Нормандцы находились уже в полумиле от нас. В авангарде шли лучники, а основная часть войска построилась сомкнутыми рядами, пешие впереди, за ними рыцари на конях. В таком порядке три колонны нормандцев начали восхождение на гору. Англичане легко распознали Вильгельма: он превосходил ростом большинство бойцов в обеих армиях, долговязая тощая фигура кренилась вправо и влево. Герцог объезжал на огромном черном жеребце своих людей, постоянно сбиваясь с рыси на галоп.
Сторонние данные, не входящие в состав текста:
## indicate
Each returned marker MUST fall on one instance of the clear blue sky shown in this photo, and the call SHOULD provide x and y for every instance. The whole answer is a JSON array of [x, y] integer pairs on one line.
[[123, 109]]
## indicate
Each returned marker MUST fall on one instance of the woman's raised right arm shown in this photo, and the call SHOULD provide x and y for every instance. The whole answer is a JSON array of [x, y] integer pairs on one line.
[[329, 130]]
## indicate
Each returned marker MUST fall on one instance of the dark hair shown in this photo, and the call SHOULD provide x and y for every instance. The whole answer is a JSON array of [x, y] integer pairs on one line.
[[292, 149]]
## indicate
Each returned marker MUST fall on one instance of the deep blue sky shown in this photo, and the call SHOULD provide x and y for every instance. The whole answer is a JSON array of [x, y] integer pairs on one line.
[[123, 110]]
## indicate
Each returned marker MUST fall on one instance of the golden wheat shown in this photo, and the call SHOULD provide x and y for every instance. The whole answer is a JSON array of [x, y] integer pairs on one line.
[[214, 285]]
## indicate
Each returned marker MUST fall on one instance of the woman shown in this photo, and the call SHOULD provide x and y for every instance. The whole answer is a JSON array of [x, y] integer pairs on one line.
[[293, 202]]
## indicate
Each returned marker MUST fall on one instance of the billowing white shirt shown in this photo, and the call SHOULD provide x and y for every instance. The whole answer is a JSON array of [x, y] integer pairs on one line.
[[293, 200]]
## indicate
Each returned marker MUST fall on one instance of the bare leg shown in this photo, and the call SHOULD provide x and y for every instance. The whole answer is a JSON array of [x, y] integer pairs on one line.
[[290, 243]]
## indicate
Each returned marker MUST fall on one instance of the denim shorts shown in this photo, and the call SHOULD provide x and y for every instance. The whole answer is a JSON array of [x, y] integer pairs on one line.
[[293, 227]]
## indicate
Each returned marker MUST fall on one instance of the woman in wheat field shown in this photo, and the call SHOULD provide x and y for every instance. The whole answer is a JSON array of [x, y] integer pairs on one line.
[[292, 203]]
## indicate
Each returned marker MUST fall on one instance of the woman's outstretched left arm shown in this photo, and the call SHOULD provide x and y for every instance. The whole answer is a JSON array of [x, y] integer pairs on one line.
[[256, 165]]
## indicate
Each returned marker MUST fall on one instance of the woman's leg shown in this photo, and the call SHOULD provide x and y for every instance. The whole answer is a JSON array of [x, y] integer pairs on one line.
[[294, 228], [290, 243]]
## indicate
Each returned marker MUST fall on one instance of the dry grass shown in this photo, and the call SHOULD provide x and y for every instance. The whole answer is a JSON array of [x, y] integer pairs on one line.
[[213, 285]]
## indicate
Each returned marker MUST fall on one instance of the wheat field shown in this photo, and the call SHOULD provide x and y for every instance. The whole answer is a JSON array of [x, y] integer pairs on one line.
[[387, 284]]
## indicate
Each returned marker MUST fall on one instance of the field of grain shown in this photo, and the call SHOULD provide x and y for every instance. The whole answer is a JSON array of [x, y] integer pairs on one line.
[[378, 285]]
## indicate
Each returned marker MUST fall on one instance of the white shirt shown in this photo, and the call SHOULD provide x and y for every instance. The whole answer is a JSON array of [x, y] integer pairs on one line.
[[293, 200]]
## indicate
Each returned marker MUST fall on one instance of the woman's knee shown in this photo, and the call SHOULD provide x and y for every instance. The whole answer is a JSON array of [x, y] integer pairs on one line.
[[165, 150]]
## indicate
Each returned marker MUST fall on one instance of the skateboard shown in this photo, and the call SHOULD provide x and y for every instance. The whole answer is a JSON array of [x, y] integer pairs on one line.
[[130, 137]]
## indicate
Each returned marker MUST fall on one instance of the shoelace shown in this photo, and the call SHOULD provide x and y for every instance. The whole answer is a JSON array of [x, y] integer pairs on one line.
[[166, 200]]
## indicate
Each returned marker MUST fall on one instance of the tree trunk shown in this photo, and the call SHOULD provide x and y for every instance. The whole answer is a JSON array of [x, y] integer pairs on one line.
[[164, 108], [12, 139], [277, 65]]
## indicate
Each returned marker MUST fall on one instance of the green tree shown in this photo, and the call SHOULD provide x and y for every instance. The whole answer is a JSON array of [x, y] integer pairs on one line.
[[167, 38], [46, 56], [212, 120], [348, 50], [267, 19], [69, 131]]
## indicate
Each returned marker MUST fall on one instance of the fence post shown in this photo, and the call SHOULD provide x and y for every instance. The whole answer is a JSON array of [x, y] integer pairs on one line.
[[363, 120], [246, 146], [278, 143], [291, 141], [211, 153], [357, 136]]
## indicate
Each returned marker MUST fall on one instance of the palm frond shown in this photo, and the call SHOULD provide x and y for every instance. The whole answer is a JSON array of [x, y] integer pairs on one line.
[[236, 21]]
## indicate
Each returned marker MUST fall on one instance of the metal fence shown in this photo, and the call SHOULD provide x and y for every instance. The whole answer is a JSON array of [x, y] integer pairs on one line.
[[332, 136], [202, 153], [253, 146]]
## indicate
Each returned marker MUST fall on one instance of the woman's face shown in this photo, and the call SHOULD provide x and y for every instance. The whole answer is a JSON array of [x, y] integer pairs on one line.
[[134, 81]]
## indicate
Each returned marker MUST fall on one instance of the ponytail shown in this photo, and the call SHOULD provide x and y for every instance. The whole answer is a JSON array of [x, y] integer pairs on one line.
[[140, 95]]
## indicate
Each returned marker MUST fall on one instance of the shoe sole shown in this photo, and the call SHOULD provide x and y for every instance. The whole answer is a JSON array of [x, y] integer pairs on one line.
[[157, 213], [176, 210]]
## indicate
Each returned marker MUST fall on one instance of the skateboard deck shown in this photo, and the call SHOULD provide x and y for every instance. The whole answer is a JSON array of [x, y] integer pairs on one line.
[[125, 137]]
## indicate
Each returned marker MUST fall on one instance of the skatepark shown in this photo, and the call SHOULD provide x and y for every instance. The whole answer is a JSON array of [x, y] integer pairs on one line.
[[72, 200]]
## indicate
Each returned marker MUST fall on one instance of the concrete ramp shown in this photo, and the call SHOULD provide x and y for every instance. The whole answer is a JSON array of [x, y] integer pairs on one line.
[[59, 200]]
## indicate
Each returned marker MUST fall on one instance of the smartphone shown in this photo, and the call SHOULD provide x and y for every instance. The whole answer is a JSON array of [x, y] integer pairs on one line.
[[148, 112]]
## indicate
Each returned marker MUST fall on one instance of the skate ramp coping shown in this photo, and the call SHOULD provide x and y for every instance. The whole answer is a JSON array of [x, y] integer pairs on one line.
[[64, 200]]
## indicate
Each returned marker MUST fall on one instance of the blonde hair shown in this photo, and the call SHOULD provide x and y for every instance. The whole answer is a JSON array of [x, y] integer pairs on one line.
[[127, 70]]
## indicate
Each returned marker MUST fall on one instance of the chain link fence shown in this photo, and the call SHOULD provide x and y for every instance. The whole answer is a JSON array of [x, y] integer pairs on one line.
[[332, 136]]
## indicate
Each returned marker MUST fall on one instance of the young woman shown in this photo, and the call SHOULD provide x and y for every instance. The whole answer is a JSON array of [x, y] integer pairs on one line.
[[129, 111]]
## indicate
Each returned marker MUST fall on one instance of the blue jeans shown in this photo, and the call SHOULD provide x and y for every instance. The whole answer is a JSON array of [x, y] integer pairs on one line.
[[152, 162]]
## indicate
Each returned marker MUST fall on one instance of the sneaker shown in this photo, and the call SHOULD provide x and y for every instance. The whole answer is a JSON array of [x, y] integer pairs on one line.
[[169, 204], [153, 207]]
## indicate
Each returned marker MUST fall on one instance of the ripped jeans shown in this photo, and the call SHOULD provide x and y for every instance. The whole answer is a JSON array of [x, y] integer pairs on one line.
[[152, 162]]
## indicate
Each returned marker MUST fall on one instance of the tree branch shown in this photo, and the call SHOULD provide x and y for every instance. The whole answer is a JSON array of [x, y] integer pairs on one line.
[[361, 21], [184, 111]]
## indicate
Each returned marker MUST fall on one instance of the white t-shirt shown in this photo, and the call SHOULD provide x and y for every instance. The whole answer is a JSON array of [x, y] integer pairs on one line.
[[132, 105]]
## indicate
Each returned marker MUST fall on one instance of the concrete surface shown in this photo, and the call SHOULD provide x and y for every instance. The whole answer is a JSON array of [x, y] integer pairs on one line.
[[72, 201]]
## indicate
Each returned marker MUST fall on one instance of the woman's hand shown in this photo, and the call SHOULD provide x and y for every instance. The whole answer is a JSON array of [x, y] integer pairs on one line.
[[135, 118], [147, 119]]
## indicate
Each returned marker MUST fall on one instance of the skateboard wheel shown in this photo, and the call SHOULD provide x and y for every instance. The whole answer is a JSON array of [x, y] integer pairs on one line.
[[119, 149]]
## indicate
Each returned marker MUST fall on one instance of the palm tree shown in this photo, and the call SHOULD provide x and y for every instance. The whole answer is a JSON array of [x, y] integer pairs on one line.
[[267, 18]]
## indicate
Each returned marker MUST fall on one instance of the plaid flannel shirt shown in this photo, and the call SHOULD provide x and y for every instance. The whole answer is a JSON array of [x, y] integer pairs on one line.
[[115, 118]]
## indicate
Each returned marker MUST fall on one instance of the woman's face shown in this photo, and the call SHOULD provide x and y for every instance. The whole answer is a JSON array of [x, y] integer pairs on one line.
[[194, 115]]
Реял штандарт со львом, десяток телохранителей едва поспевали за своим господином. Даже на таком расстоянии слышался пронзительный голос, почти визг: опять построились не в том порядке, ровнее, еще ровнее! В точности выполнять приказы! С вершины горы можно было различить и белое с золотом папское знамя, и даже висевший на шее герцога ковчежец с мощами, теми самыми, на которых Гарольд принес опрометчивую клятву.
Нормандцы пошли в атаку, лучники и легковооруженные воины прикрывали движение главных сил. Гарольд распорядился, чтобы английские ополченцы выбежали вперед и потеснили вражеских лучников. В этот момент из рядов нормандцев вырвался какой-то нелепо подпрыгивавший человек в пурпурном плаще менестреля, с черной бородой и почти лысой макушкой. В руках у него была небольшая гитара:
– Это был Тайлефер?
– Да, это был он.
На певца обрушился град стрел и камней, кровь заструилась по лицу, и он осел на землю. Передние ряды нормандцев прошли по нему, и больше Тайлефера никто не видел, пока мы не наткнулись на него у стен Никеи, где он потешал толпу, зарабатывая себе на хлеб насущный.
Около тысячи ополченцев просочились сквозь наши ряды. В руках, в мешках и кожаных петлях, притороченных к поясу, были метательные снаряды: маленькие топорики, камни, насаженные на короткую рукоять, обычные камни без рукояти – ополченцы взяли столько, сколько смогли унести. Нормандские лучники оказались бессильны, им приходилось стрелять снизу вверх, их стрелы теряли скорость и могли разве что оцарапать руку, шею или бедро, к тому же стреляли лучники вразнобой, так что наши вполне успевали уклониться от стрел. Англичане же бросали свои камни и топоры сверху вниз, подступая все ближе, многих лучников они сбили с ног, прочих заставили отступить, спрятаться за спины тяжеловооруженных воинов.
Справиться с этими было труднее: укрытые щитами в форме листа, стальными шлемами, длинными кольчугами, они медленно, но неуклонно продвигались вперед, и хотя в некоторых из них тоже угодили метательные снаряды, ни стрелы, ни град камней их не остановили. Ополчение отступило, соблюдая должный порядок, а если кто и припустил со всех ног, то не от страха, а от радости, что маневр удался. И тут мы, дружинники, телохранители, обнажили мечи, сдвинули щиты и, набрав в легкие побольше воздуха, приняли бой.
Первая атака, когда копье прощупывает твою броню, первый удар, когда меч обрушивается на край твоего щита, и металлический скрежет, когда лезвие твоего меча или топора врезается в кольчугу под ребрами противника и ты видишь, как лицо его искажается яростью и болью и кровь хлещет из разрубленного бока – все это бьет по тебе, поражая душу и тело. Вдруг понимаешь: да этот ублюдок хочет меня прикончить! – а помешать ему можно только убив его, и он валится на бок, но за ним появляется следующий.